After a jury trial, James Michael Coates was convicted of child molestation, false imprisonment, and enticing a child for indecent purposes. He appeals from the convictions entered on the jury's verdict and the denial of his motion for new trial.
1. Coates contends that the trial court erred in denying his motion for mistrial when an agent with the Georgia Bureau of Investigation, while testifying for the state, stated that another suspect took a polygraph test; the witness did not give the test results. Defense counsel objected to any mention of the test, although at one point he argued that his objection would be only to the witness giving the test results, which she did not. When the trial court stated that it would give the jury a curative instruction, defense counsel moved for a mistrial. The trial court then stated to counsel its proposed instruction and asked counsel if there was any objection. Defense counsel stated that there was none. When the jury returned, the trial court gave the instruction. Defense counsel did not voice an objection, ask for additional instructions, or renew his motion for a mistrial after the instruction was given. "Where the trial judge gives corrective instructions and thereafter counsel fails to request further instruction or renew his motion for mistrial, an enumeration addressed to such ground is without merit." (Citation and punctuation omitted.) Chambers v. State, 216 Ga. App. 361, 363 (2) ( 454 S.E.2d 567) (1995). Defense counsel's inaction after the instruction was given constitutes a waiver. Id; see Sing v. State, 217 Ga. App. 591, 593 (2) ( 458 S.E.2d 493) (1995).
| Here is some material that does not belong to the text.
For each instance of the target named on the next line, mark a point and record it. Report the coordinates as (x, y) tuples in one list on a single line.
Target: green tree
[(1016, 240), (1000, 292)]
2. Coates argues that the trial court erred in not granting a mistrial when, before the victim testified and identified Coates in court, another witness for the state allegedly took the victim to a courtroom window and pointed Coates out to the victim. The trial transcript does not show that any such event occurred. Even assuming this did happen, however, the issue raised is not reviewable. There is no indication in the trial transcript that counsel moved for a mistrial, that he called the matter to the court's attention, or that the court ruled on such an issue. In Coates' motion for new trial, defense counsel testified that he raised the issue with the trial court when court was not in session, just as the judge was leaving the bench. According to defense counsel, the trial court was not convinced that the incident occurred as alleged or that Coates was harmed by whatever happened. Counsel did not indicate in the new trial hearing that he requested recordation of the alleged conference held when the court is not in session. Moreover, he stated "I don't recall looking at the court reporter to see if her fingers were moving." The subject conference was not recorded, so a review of what transpired is not possible. McGraw v. State, 199 Ga. App. 389, 396 (17) ( 405 S.E.2d 53) (1991). Counsel's testimony at the motion for new trial hearing as to what happened in a conference held during trial is not a sufficient substitute for a transcript. "Where the transcript or record does not fully disclose what transpired at trial, the burden is on the complaining party to have the record completed in the trial court under the provisions of OCGA § 5-6-41 (f). When this is not done, there is nothing for the appellate court to review." (Citations and punctuation omitted.) Meier v. State, 190 Ga. App. 625 (1) ( 379 S.E.2d 588) (1989); see Mantooth v. State, 197 Ga. App. 797, 799 (3) ( 399 S.E.2d 505) (1990). Further, any issues raised in Coates' brief that were not included within the enumerations of error cannot be considered. Id.
3. Coates' third enumeration of error is not supported in his brief by any argument or citation of authority and is therefore deemed abandoned. Court of Appeals Rule 27 (c) (2).
Judgment affirmed. McMurray, P.J., and Ruffin, J., concur.